If I were a sociologist I would say it stems back the Mean Girls. To the cold shuns of lockers closing & twisted teeth, neon metal filling their mouths, who slur secrets to one another about the way we dress and the hairs on our heads. That’s when we became Slaves, Shackled to What the World Thinks of Us.
And if I were an anthropologist I would say this goes all the way back to Eve…. Even in her fig leaf ensembles, I am so certain if she had been handed a resume, an LSAT study book, a pair of tweezers and a beauty magazine she would have found ways to sit by the water when Adam wasn’t looking, stare into her reflection and whisper out loud, “Be more, Eve. Be more.”
But strip from me the “psych” & “soc” & “anthro” and I am just some Ologist who is dying to tell you that you don’t have to be alone in this. That we can figure out this mess together. Day by day. Even minute by minute if it takes us that long. But we don’t have to go it alone.
I say we, and not you, because already—even if you don’t believe it—I’m determined to not leave you alone in this.
We can get an army going, for I know there are a lot of pretty girls this side of the town who would gather alongside us.
We could plant a box in the middle of town and, on days when we are feeling lovely, we could pour the loveliness in. When you are feeling beautiful, you go ahead and pour into it too. Pass that love to the box for a girl who’s feeling less Lovely & needs a lift the next day. We could seesaw love… back and forth to one another. It could be a beautiful, radical thing that would keep us away from coffee shops that leave us spilling self-worth out from the seams of phone conversations.
We could laugh about this one day over too many glasses of wine. We could cock our heads back and snicker for several hours over the silliness that’s now stitched to the days we called ourselves Worthless. Not Good Enough. Inadequate. Irrelevant.

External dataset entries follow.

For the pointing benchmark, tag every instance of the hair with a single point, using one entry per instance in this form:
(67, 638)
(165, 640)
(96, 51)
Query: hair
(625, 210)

Snicker, snicker, snicker, I think I’d like to laugh about this one day, to reach a point where I could stand before a mirror and laugh until my head falls off, saying to the girl with brown hair looking back, “How did I ever abandon you? Cut you down? Push you into boxes far too small?
I love you, and I adore you. I love you, and I adore you.
You are my best friend and I won’t forget to remember that… you are my best friend and I wont remember to forget that.”